Sparkie: You've mentioned in the past that your previous experience at Second Harvest is in many ways analogous to animal rescue operations. Can you elaborate on this a bit?
Kate: Yes, collecting unwanted food and animals is strangely related. Both acts rely heavily on logistics, volunteers, and communication. A lot of planning and coordination is involved in ensuring the safe transfer of short-dated food to people in need. Same with the pups and cats—timelines are tight, people need to be in constant communication, and a whole lot of training is needed for living creatures to find their way into a foster home (and into their permanent home.) Then there is the marketing and fundraising side to things- raising the money to do the work and promoting an organization’s work to the community.
Sparkie: Pet Haven is in the process of changing things up; in fact, your recent move to Pet Haven is a sign of that... can you tell us a bit more about the transformation Pet haven is undergoing?
Kate: Volunteers are, and always have been, Pet Haven’s backbone. They’ve done the heavy lifting for 60+ years and kept Pet Haven strong. One of the things that is tricky for all-volunteer organizations is to coordinate and implement new systems, such as databases. When I came to Pet Haven, I recognized that we would have to update our practices so that we were relevant and our internal systems were more streamlined. We are now rebuilding our website, using a new CRM to track our donations and grant awards, and implementing a new animal management software to better track our kiddos from intake to adoption. With all of the technological advancements occurring at rapid-fire pacing, we’re also focusing on how we can use social media, apps, and photos/videos to broaden our reach into new communities.

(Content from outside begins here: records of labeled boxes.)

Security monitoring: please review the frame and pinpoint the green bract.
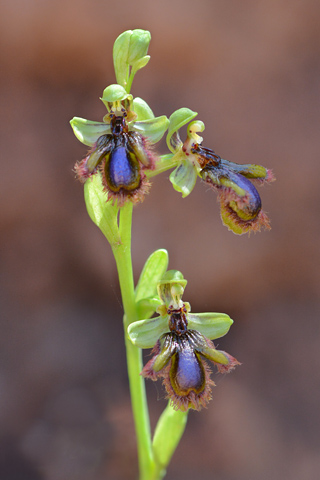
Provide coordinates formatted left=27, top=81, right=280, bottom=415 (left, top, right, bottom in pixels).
left=166, top=108, right=198, bottom=153
left=84, top=175, right=121, bottom=245
left=167, top=121, right=205, bottom=198
left=100, top=83, right=132, bottom=108
left=70, top=117, right=111, bottom=147
left=113, top=29, right=151, bottom=93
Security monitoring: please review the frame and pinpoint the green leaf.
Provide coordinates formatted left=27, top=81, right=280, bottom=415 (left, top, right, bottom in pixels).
left=153, top=404, right=188, bottom=478
left=167, top=108, right=198, bottom=153
left=137, top=296, right=161, bottom=320
left=84, top=175, right=121, bottom=245
left=133, top=97, right=154, bottom=121
left=128, top=315, right=169, bottom=348
left=135, top=249, right=169, bottom=302
left=188, top=313, right=233, bottom=340
left=113, top=30, right=132, bottom=87
left=169, top=155, right=198, bottom=198
left=70, top=117, right=111, bottom=147
left=133, top=115, right=169, bottom=143
left=113, top=28, right=151, bottom=92
left=100, top=83, right=132, bottom=108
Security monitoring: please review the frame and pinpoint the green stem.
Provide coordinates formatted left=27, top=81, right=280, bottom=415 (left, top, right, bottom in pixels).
left=112, top=202, right=155, bottom=480
left=146, top=153, right=179, bottom=178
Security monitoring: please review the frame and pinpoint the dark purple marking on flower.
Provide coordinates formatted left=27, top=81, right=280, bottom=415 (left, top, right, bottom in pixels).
left=167, top=304, right=188, bottom=335
left=105, top=145, right=140, bottom=192
left=200, top=161, right=270, bottom=235
left=74, top=109, right=156, bottom=206
left=191, top=143, right=221, bottom=168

Sparkie: You work at a rescue so clearly love animals. Tell us about your furry kids!
Kate: My partner and I have 3 rascals at home. Marlowe (our oldest) is an 8-year-old “big black dog” and gentle giant. Bizzie is our 3-year-old border collie/blue heeler mix who was brought to a local shelter in Wisconsin by an Amish family who don’t spay/neuter their farm dogs (a big problem here in the Midwest.) We are currently teaching her that herding bicycles is a no-no. And Hank is our 8-year-old orange tabby who we rescued from Pet Haven long before I was the ED! He runs the show.
Sparkie: Every day there seems to be an article out there about a new social media tool, some new technology, you name it. Animal rescues aren’t immune to how fast the world is changing. If you had to give rescuers one piece of advice about how to stay on top of all the changes taking place out there, what would that be?
Kate: I’ve found that if I feel overwhelmed by something, there is always help to be found. Recruiting a volunteer to manage social media (or any other program, tech need, database, etc) is key! Having a focused Communications plan in place is also helpful- it keeps rescues on track and helps messages stay focused. I hear from so many rescues out there that 'there isn’t enough time to do all the work.' And while it can be exhausting, it doesn’t always have to be if you’re thinking about the future and creating clear goals, so you feel as if achievements can be celebrated.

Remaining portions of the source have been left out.